In the accompanying interview, he admitted telling people not to wear masks had been wrong, but said he did it because there was a mask shortage and he was concerned there wouldn't be enough for health workers.
This wasn't the only brazen lie he's told the public.
In April 2021, he told the New York Times, 'When polls said only about half of all Americans would take a vaccine, I was saying herd immunity would take 70 to 75 percent. Then, when newer surveys said 60 percent or more would take it, I thought, 'I can nudge this up a bit,' so I went to 80, 85.'
How are Americans supposed to trust him in this crisis when he admits to deliberately misleading them like this?
Let me be clear: I don't think Dr Anthony Fauci is a bad man.
He's indisputably an outstanding scientist who has done a lot of great work for his country for many decades.
But to borrow pandemic language, his ego has been spiking to dangerous heights in this crisis, and his demands for Republican senators to be prosecuted exposed a political bias that has no place in the office he holds.
Bottom line: if you want the American people to trust you, it's not a good idea to accuse elected representatives of half the country of being lying crooks, however much you've been provoked.
With his arrogant partisan performances this weekend, Fauci's laid bare the inherent weakness of his obsession with going on TV.
The more he talks, the less many Americans either like or believe him.
They just see a narcissistic blow-hard who likes the sound of his own voice and constantly changes his mind.
We all saw the damage that Trump's gigantic ego did to public trust about Covid, with his absurd statements about things like injecting yourself with bleach to defeat it.
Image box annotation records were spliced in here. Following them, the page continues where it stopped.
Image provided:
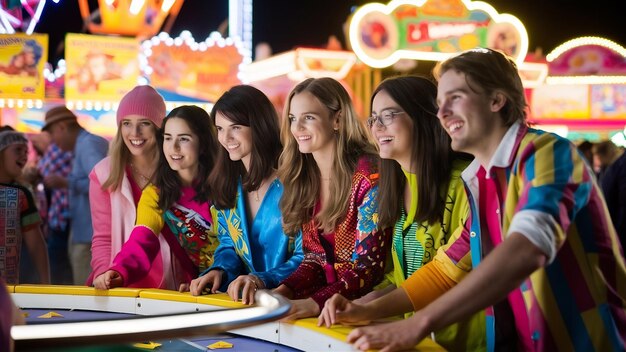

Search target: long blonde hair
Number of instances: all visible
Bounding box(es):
[278,78,377,235]
[102,122,159,191]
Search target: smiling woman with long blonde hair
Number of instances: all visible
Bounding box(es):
[276,78,389,319]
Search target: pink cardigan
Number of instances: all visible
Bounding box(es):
[87,157,173,290]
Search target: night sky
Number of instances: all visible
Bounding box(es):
[35,0,626,62]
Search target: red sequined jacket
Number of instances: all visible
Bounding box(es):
[282,156,390,309]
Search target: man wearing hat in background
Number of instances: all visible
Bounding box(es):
[42,106,109,285]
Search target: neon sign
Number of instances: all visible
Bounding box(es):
[349,0,528,68]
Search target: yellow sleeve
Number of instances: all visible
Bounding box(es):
[135,185,165,235]
[401,260,456,311]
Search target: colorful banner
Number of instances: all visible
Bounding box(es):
[0,34,48,99]
[350,0,528,67]
[530,84,590,119]
[591,84,626,119]
[65,34,139,102]
[143,33,243,101]
[548,44,626,76]
[2,100,117,138]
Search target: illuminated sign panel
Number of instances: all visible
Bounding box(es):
[546,37,626,84]
[349,0,528,67]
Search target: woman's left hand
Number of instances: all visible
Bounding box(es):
[282,298,320,321]
[227,274,265,304]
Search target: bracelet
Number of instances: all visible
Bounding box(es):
[248,274,260,292]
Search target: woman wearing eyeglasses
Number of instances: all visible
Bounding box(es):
[275,78,390,320]
[319,76,485,351]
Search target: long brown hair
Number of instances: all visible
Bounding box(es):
[155,105,218,211]
[278,78,376,235]
[370,76,464,228]
[209,85,282,208]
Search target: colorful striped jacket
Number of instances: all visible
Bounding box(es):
[405,125,626,351]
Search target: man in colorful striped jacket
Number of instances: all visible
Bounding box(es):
[320,49,626,352]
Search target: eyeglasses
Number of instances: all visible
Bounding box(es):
[367,111,404,128]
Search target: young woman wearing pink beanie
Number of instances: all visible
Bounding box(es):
[87,86,175,289]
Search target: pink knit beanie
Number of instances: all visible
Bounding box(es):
[117,86,165,127]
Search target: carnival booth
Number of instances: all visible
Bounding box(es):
[528,37,626,146]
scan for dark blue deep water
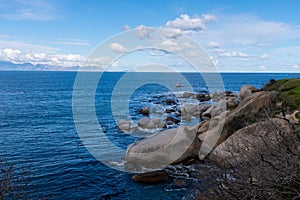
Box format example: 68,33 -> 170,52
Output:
0,71 -> 299,199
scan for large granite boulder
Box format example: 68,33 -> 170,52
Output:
198,92 -> 277,159
126,126 -> 200,172
240,85 -> 257,99
208,118 -> 292,167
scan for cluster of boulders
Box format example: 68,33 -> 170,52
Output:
118,91 -> 240,131
123,85 -> 299,182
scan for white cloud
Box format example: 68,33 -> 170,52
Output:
204,14 -> 300,47
0,0 -> 55,21
292,64 -> 299,70
136,25 -> 150,39
0,38 -> 59,53
259,53 -> 270,60
0,48 -> 84,67
109,42 -> 127,53
258,65 -> 267,71
208,41 -> 221,48
165,14 -> 217,32
52,39 -> 91,46
122,25 -> 130,31
219,51 -> 250,58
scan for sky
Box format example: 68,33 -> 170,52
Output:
0,0 -> 300,72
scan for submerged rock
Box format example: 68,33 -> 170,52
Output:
208,118 -> 292,167
240,85 -> 257,99
126,126 -> 200,171
118,120 -> 131,131
132,170 -> 169,184
140,106 -> 150,115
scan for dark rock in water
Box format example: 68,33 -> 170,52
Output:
140,106 -> 150,115
132,170 -> 169,184
166,99 -> 176,105
174,178 -> 186,187
182,92 -> 194,98
125,126 -> 201,172
196,94 -> 210,101
166,116 -> 180,124
166,108 -> 176,113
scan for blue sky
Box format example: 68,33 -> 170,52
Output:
0,0 -> 300,72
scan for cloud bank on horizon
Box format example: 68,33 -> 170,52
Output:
0,0 -> 300,72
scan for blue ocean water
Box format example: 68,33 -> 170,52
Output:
0,71 -> 299,199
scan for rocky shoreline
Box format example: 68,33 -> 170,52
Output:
119,79 -> 300,195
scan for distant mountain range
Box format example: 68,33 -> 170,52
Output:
0,61 -> 99,71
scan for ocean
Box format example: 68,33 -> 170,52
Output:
0,71 -> 299,199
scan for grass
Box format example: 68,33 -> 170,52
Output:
264,78 -> 300,110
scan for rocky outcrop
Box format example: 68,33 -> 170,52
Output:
132,170 -> 169,184
126,126 -> 200,171
240,85 -> 257,99
285,110 -> 300,124
118,120 -> 131,131
208,118 -> 292,167
198,92 -> 277,159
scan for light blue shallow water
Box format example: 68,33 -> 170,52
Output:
0,71 -> 299,199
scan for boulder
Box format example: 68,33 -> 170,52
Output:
182,92 -> 194,99
181,114 -> 192,122
118,120 -> 131,131
166,99 -> 176,105
198,91 -> 277,159
125,126 -> 200,171
175,83 -> 183,87
132,170 -> 169,184
285,110 -> 300,124
226,97 -> 239,109
140,106 -> 150,115
208,118 -> 292,167
138,117 -> 156,129
240,85 -> 257,99
166,116 -> 180,124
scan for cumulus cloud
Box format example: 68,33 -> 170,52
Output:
208,41 -> 221,48
165,14 -> 217,32
109,42 -> 127,53
219,51 -> 250,58
122,25 -> 130,31
136,25 -> 150,39
259,53 -> 270,60
0,48 -> 84,67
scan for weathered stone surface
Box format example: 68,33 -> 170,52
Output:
285,110 -> 300,124
208,118 -> 292,167
198,92 -> 277,159
138,117 -> 156,129
140,106 -> 150,115
240,85 -> 257,99
182,92 -> 194,98
126,126 -> 200,171
118,120 -> 131,131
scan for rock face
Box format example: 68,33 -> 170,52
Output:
126,126 -> 200,171
240,85 -> 257,99
208,118 -> 292,167
198,92 -> 277,159
138,117 -> 155,129
140,106 -> 150,115
132,170 -> 169,184
118,121 -> 131,131
285,110 -> 300,124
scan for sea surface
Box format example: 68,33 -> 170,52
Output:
0,71 -> 299,199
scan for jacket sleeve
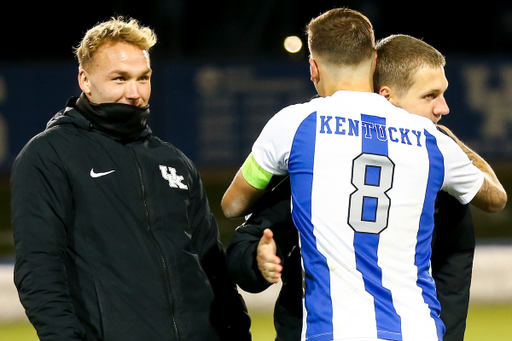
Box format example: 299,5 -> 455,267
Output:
11,138 -> 86,341
189,162 -> 251,341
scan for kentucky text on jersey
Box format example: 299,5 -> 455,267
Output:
320,116 -> 421,147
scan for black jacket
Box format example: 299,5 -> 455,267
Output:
227,181 -> 475,341
11,99 -> 250,341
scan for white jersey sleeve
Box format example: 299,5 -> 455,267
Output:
438,133 -> 484,204
252,105 -> 304,175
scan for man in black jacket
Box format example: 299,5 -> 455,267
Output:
11,18 -> 251,341
227,36 -> 484,341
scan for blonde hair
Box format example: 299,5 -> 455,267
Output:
373,34 -> 446,96
306,8 -> 375,66
75,16 -> 156,69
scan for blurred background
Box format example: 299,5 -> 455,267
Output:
0,0 -> 512,340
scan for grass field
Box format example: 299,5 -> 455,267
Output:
0,304 -> 512,341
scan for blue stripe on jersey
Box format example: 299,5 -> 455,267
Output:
414,130 -> 445,340
354,114 -> 402,340
288,112 -> 333,341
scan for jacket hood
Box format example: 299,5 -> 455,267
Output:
46,97 -> 152,140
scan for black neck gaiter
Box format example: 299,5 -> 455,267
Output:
76,93 -> 149,137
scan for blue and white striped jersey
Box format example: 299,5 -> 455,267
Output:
252,91 -> 483,341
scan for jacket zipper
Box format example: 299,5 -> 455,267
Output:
128,147 -> 180,340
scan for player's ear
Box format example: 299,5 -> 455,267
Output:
309,58 -> 320,83
78,68 -> 91,95
379,85 -> 394,101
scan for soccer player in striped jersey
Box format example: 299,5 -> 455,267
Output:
222,9 -> 506,341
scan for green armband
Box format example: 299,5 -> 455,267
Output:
242,153 -> 274,189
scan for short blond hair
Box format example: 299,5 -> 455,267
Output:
373,34 -> 446,96
306,8 -> 375,66
75,16 -> 156,69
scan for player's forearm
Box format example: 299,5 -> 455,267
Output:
438,125 -> 508,213
456,139 -> 507,213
In a way, Fauci's ego is just as dangerous because when he says he IS the Science, he implies every word he says is gospel.
But as we know, when it comes to facts about Covid, the good doctor's proven himself to be extremely fallible.
And the more he contradicts himself on TV, the more he erodes public trust.
If, as he insists, his only interest is in saving lives, then it's time Anthony Fauci put his ego away, stayed off TV and shut the f*ck up.